Industrial Fire Safety & Energy-Storage Hazards

Industrial Fire Safety & Energy-Storage Hazards

Industrial settings present complex fire and explosion challenges: large spills, hazardous materials, confined spaces, and emerging hazards such as lithium-ion battery systems. At Waterloo we address both the traditional industrial fire domain and the next-generation risks introduced by energy-storage technologies.


Hazardous Material Storage & Combustible Environments

Investigation into use, storage and handling of combustible materials in industrial settings focuses on scenarios such as

  • large-scale liquid fuel spills and pool fires

  • flammable / explosive dust-gas mixtures (e.g., cement kiln gas/dust environments)

  • fire spread, radiation, explosion propagation and structural fire impacts.

This foundational research supports risk-assessment, performance-based design and industrial process safety.

Lithium-Ion Battery Storage & Explosion Dynamics

Modern industrial systems increasingly integrate lithium-ion battery energy storage (BESS), which introduces new fire/explosion modes:

  • Thermal runaway of cells/modules in storage racks.

  • Vent-gas ignition, flame acceleration, pressure-rise in confined rooms.

  • Large-scale pack failures and cascading events analogous to fuel spills those in industrial plant fire and explosion scenarios.

Combining energy-storage hazard research with traditional industrial fire science, we offer novel insights for the safe design of battery storage rooms, manufacturing facilities and grid-scale electrified infrastructure.


Applications & Impact

Our research enables:

  • Design guidelines for storage rooms, BESS enclosures, charging hubs, chemical plants, manufacturing sites and logistical hubs.

  • Industrial risk assessments (qualitative & quantitative) to evaluate explosion potential, fire spread and structural integrity under unique hazard conditions.

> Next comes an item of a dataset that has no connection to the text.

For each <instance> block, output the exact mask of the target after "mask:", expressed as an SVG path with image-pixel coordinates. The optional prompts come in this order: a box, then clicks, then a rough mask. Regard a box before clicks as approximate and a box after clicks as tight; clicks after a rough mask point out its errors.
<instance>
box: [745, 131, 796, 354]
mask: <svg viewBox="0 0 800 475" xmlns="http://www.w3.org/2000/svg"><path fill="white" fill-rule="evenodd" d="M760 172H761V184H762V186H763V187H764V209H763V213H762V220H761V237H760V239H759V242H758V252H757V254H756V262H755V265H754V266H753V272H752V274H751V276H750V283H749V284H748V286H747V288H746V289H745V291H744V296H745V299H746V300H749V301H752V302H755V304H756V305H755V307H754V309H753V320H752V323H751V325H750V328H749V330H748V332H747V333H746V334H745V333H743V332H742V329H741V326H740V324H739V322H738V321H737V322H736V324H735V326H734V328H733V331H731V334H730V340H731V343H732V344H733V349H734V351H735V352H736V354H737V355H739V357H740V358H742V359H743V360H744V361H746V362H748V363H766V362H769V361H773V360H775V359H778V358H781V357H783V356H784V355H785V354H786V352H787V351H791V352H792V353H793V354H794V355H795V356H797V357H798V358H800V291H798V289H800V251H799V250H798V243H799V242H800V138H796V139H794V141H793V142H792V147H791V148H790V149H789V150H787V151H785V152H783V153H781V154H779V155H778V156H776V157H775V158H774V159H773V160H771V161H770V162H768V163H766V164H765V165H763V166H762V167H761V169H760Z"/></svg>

  • Training tools and mitigation strategies for fire services and industrial safety teams facing emerging threats (e.g., lithium-ion incidents, large-spill fuel fires).


Partnerships & Collaboration

We leverage interdisciplinary partners including:

  • Industry collaborators operating battery-energy storage systems and manufacturing facilities.

  • Fire services and hazardous-materials response teams addressing both traditional industrial fires and new-age energy hazards.

  • Government and standards bodies defining codes for batteries, energy storage, manufacturing, and process safety.